Namun meskipun kampus melanggan tabloid ini, ada kalanya--bahkan sering tidak diletakkan di meja untuk dibaca mahasiswa yang datang. Paling kalau sudah "kadaluarsa" barulah ditaruh staf perpus di tempat baca.
Maka saya pun tidak selalu berharap akan bisa membaca tabloid Bola pada minggu-minggu dia terbit, sebab seperti saya katakan tadi, pihak perpustakaan sering "umpetin" tabloid tersebut. Untuk berlangganan rasanya tidak sanggup membayar. Bahkan untuk membeli edisi terbaru dengan harga Rp 1.000 waktu itu sering harus mikir-mikir dulu.
Maklum waktu itu kan duit Rp 1.000 sangat perkasa. Bagi saya anak kost, dengan uang Rp 1.000 itu sudah bisa dipakai buat makan satu hari, bahkan kadang dua hari di warteg langganan. Dengan syarat, jenis makanan yang kita beli itu hanya untuk menyumpal perut supaya tidak kelaparan dan masuk angin. Nasi sepiring ditambah tempe urik, dan kadang sayur, bisa dengan harga Rp 300,-
Maka, meski sangat ingin membeli tabloid BOLA edisi terbaru, namun mengingat keterbatasan uang, saya pun sering menunggu dua tiga hari. Sebab seringkali setelah pertengahan pekan, ada agen atau kios yang menurunkan harganya menjadi Rp 500,- Bahkan kalau lagi mujur, kadang di edisi terbaru ada yang sudah obral setengah harga di jalan-jalan. Dan ini pasti tidak saya lewatkan.
Waktu itu, sebagai mahasiswa, saya sudah biasa menulis artikel-artikel yang sifatnya ringan dan bersifat hiburan di beberapa media. Wajar bila saya terobsesi menulis artikel di BOLA. Entah sudah berapa kali saya mengirim tulisan atau ulasan tentang sepakbola ke tabloid ini, namun tidak pernah diterima.
Awalnya saya mengirim artikel lewat kantor pos. Namun karena tidak pernah dimuat, saya pun mengantarkan sendiri artikel ke kantor redaksi bila sedang kosong jam kuliah. Saya ingin sekalian bertemu dengan redaksi atau pengasuh rubrik supaya bisa mengobrol sedikit sambil berkenalan. Bukankah kata orang: "kenal maka sayang...". Siapa tahu karena sudah saling kenal, artikel saya dimuat. Dan kalau artikel sudah sering dimuat dan banyak anggota redaksi  yang kenal, kalau melamar pekerjaan ke kantor ini kan lebih gampang. Begitu angan-angan saya ketika itu.

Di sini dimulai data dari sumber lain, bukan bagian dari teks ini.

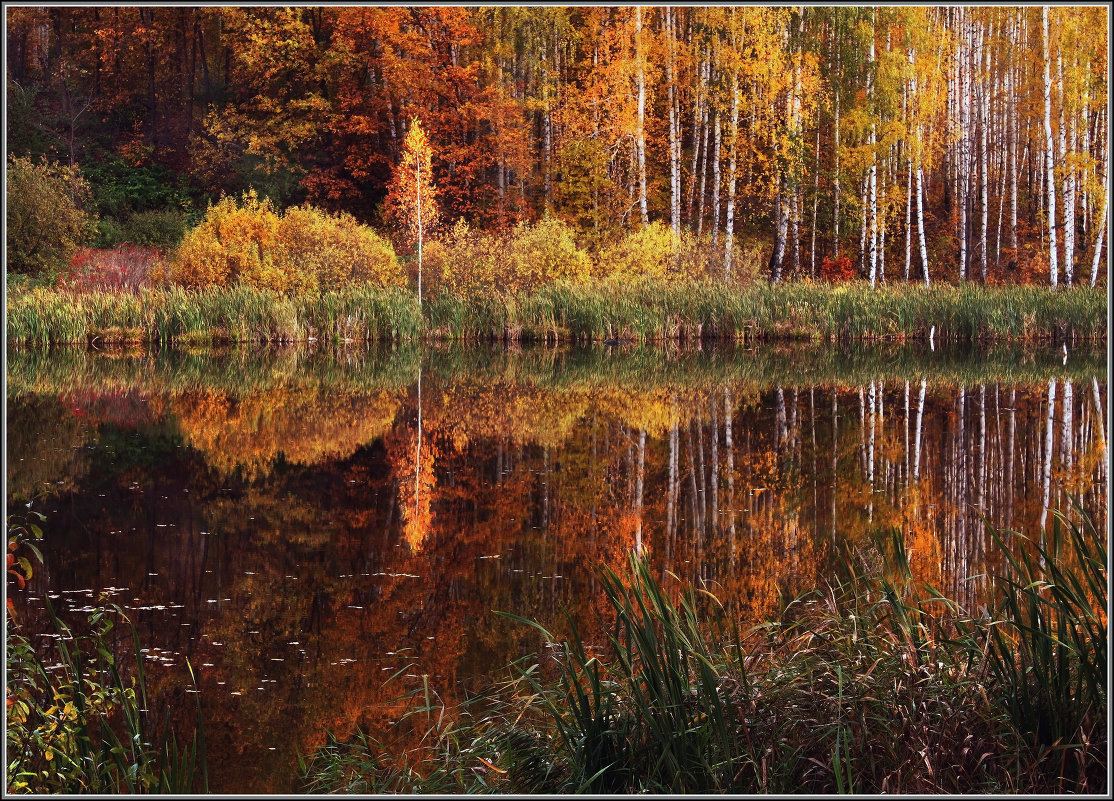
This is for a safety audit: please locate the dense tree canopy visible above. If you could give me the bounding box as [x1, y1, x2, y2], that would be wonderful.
[5, 6, 1109, 285]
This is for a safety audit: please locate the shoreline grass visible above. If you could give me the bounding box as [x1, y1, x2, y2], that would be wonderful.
[6, 280, 1107, 348]
[299, 503, 1107, 794]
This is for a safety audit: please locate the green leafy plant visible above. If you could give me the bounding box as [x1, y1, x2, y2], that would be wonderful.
[6, 155, 96, 280]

Tapi di beranda kantor BOLA, kita hanya diperkenankan menyerahkan artikel ke resepsionis yang sekaligus memberikan surat tanda terima. Tidak diperkenankan masuk ke dalam ruangan kantor redaksi atau ingin bertemu dengan anggota redaksi kalau tidak ada urgensinya.
Kalau mau masukin artikel, hanya lewat resepsionis. Dan entah beberapa kali saya mengantarkan artikel langsung ke kantor redaksi, tidak pernah juga lolos. "Nasib-nasib..." keluh saya waktu itu.

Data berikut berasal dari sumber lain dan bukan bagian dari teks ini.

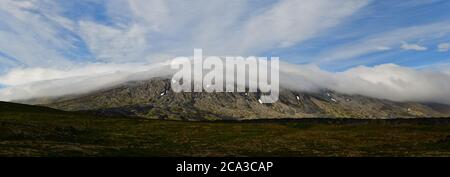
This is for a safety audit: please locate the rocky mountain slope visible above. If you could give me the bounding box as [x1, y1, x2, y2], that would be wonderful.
[18, 77, 450, 120]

Merasa mentok di artikel, saya pun mencoba peruntungan melukis kartun, dan mengantarkannya ke redaksi. Bukan sekali dua kali, tetapi berkali-kali.
Hari baik itu akhirnya tiba juga. Tak terkirakan girangnya saya ketika kartun pertama saya dimuat di edisi Jumat. Saya pun lebih rajin dan bersemangat membuat kartun dan mengantarkan ke redaksi. Dalam sebulan, bisa sekali atau dua kali dimuat kartun saya.
Dan honorarium untuk sebiji kartun saat itu, lumayan besar juga untuk ukuran mahasiswa indekos yang tiap bulan dibiayai orang tua lewat uang yang dikirim pakai wessel pos. Anak-anak millenia pasti tidak ada lagi yang tahu apa gerangan wessel pos ini.Â
Mau tahu berapa bayaran sebiji kartun saya waktu itu? Rp 30.000, coy! Kalau tadi saya ilustrasikan bahwa dengan uang Rp 1.000 saja sudah bisa diirit-irit untuk makan satu-dua hari di warteg terdekat, maka uang sebesar Rp 30.000 itu sudah seperti apa ya besarnya? Hihihihihih...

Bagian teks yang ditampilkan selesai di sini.